Si l’idée de bagues de mariage nous ramène au complexe du baby-boomer, en 2019, les bagues de fiançailles pour homme se vendent de plus en plus. Peut-être qu’à l’ère où la plupart des histoires d’amour commencent en ligne et existent sur tous les médias sociaux – pour être oubliées dans un clic de désabonnement post-cœur brisé – nous avons plus que jamais besoin d’une pièce qui nous rappelle ce qui est vrai, pour prouver notre indéfectible affection (Beyoncé et Jay ont quant à eux opté pour des tatouages assortis sur le doigt de la main gauche où on porterait la bague). Oubliez l’idée de dépenser trois mois de salaire sur une bague quand vous pouvez la tatouer pour la vie sur le corps.

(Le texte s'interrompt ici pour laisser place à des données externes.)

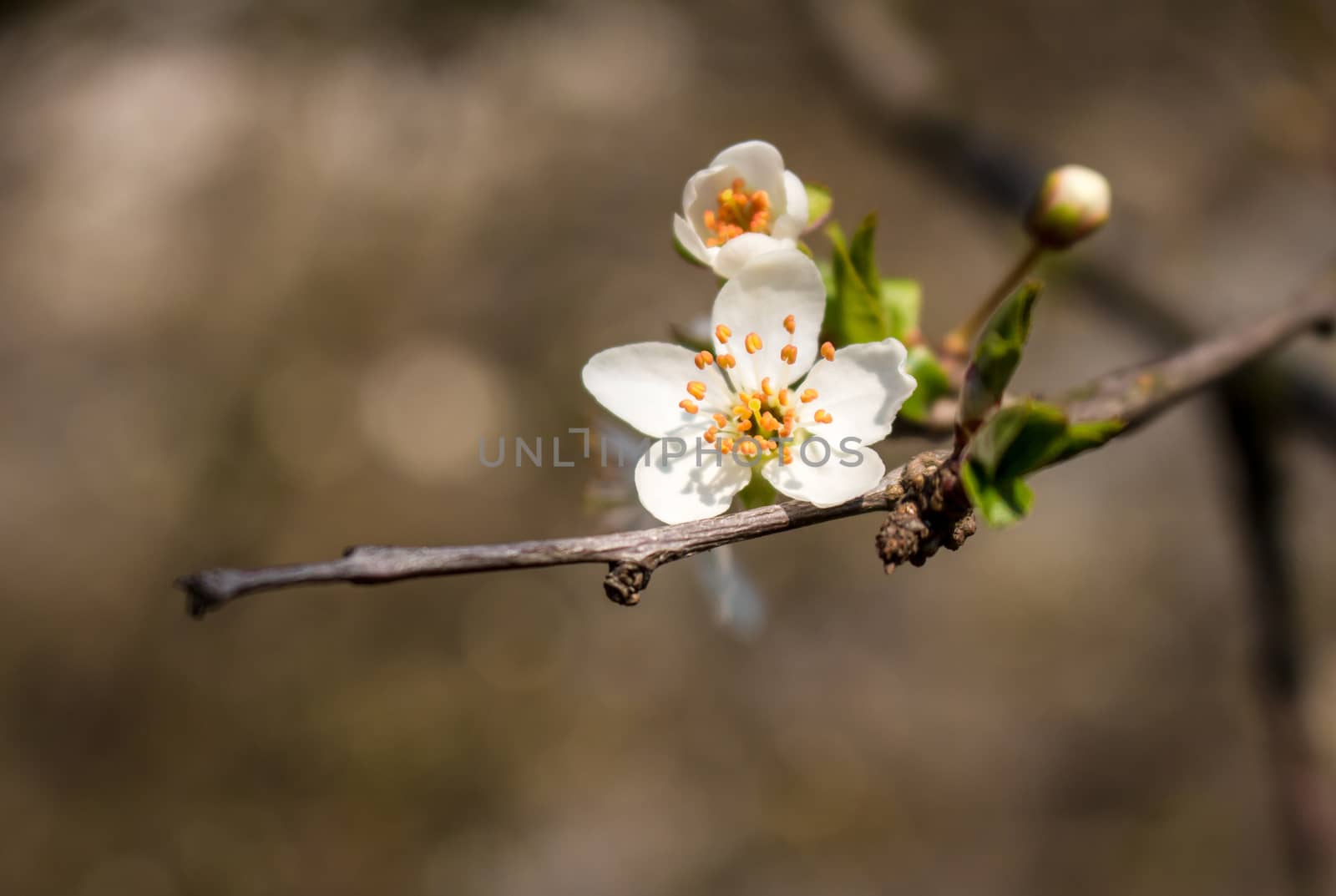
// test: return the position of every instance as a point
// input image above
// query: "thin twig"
(1132, 397)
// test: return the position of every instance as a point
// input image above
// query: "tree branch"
(1132, 396)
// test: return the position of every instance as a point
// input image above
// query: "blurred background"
(271, 270)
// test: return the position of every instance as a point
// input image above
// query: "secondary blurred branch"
(1132, 397)
(893, 84)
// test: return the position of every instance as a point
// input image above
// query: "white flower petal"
(758, 163)
(690, 240)
(692, 190)
(681, 489)
(862, 389)
(792, 222)
(645, 383)
(832, 483)
(768, 289)
(735, 254)
(703, 193)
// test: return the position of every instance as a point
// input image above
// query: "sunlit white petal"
(827, 483)
(645, 383)
(675, 488)
(758, 299)
(862, 390)
(690, 240)
(794, 220)
(734, 256)
(758, 163)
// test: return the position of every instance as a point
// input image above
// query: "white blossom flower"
(743, 205)
(721, 416)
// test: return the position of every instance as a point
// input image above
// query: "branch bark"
(1132, 396)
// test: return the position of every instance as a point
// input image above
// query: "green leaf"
(997, 357)
(681, 250)
(1013, 443)
(819, 205)
(758, 493)
(1002, 342)
(854, 312)
(933, 383)
(827, 270)
(1082, 437)
(862, 253)
(901, 302)
(1001, 504)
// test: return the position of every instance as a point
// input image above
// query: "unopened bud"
(1072, 205)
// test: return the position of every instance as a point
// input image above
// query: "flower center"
(739, 213)
(761, 423)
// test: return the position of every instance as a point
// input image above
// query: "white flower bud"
(1072, 205)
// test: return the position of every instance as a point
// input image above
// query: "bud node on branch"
(929, 512)
(625, 581)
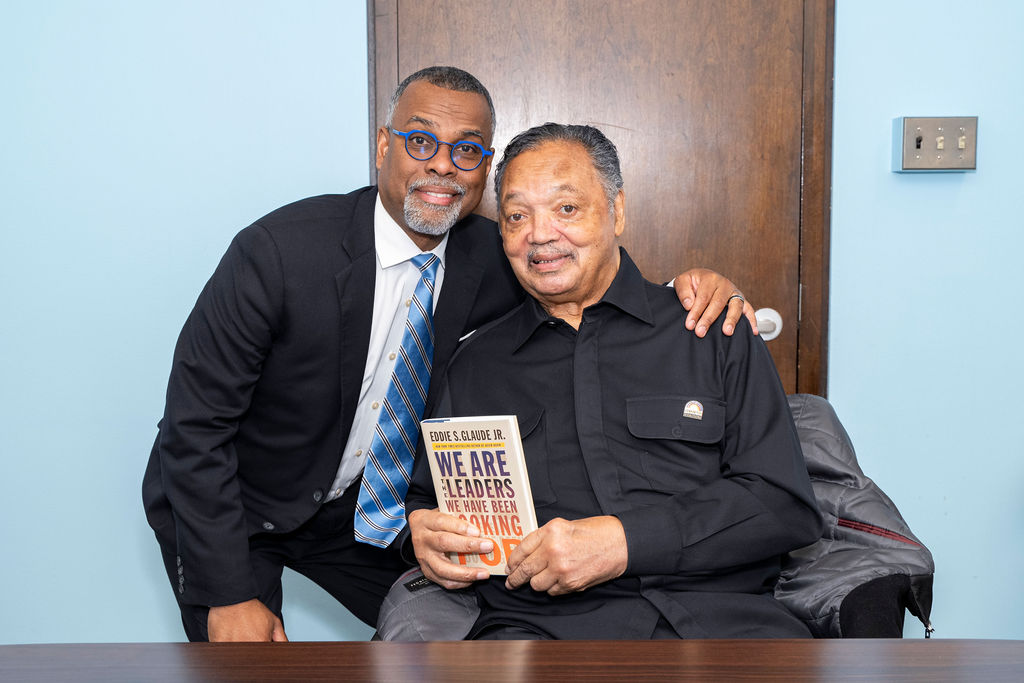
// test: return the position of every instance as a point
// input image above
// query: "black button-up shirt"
(688, 441)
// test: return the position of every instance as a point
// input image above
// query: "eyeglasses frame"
(452, 145)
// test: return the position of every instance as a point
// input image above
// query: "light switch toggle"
(935, 143)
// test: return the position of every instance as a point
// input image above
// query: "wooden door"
(720, 110)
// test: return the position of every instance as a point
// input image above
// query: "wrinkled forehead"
(552, 168)
(448, 114)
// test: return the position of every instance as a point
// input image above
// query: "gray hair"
(602, 153)
(450, 78)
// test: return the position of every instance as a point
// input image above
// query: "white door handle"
(769, 323)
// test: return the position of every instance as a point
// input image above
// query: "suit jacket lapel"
(355, 283)
(463, 275)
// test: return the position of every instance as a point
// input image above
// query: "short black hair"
(451, 78)
(602, 153)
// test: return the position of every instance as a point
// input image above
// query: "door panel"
(707, 102)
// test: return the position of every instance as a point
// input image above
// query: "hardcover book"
(479, 474)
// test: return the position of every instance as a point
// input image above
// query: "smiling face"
(427, 198)
(558, 230)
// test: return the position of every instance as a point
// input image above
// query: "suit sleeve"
(761, 507)
(217, 361)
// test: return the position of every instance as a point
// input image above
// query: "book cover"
(479, 474)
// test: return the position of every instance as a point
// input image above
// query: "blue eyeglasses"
(422, 145)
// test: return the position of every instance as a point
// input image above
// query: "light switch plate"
(935, 143)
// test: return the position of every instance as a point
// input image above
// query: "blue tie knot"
(427, 263)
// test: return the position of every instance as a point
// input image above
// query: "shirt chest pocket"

Dior Homme, bague Android, précollection automne 2019.

Nous vivons déjà ce futur où les doigts sont la partie la moins tactile du corps, et plutôt l’extension d’appareils technologiques – texter, double toucher, suivre chaque mouvement. Certains portent des gants pratiques et à la mode, tandis que d’autres sont décorés par des manucures inspirées du streetwear. Mais le vernis s’écaille, les tendances font place à d’autres – on veut quelque chose de plus gros et de meilleur –, mais les bagues restent. Pour la précollection joaillerie automne 2019 de Dior, la designer Yoon Ahn a présenté la bague Android, une armure complète sur deux doigts qui s’inspire du «sexy robot» de l’artiste Hajime Sorayama. On retient les éléments d’une personne à n’importe quelle époque donnée, chaque chiffre a pénétré l’avant-garde d’une exposition esthétique.

Erika Houle est rédactrice chez SSENSE à Montréal.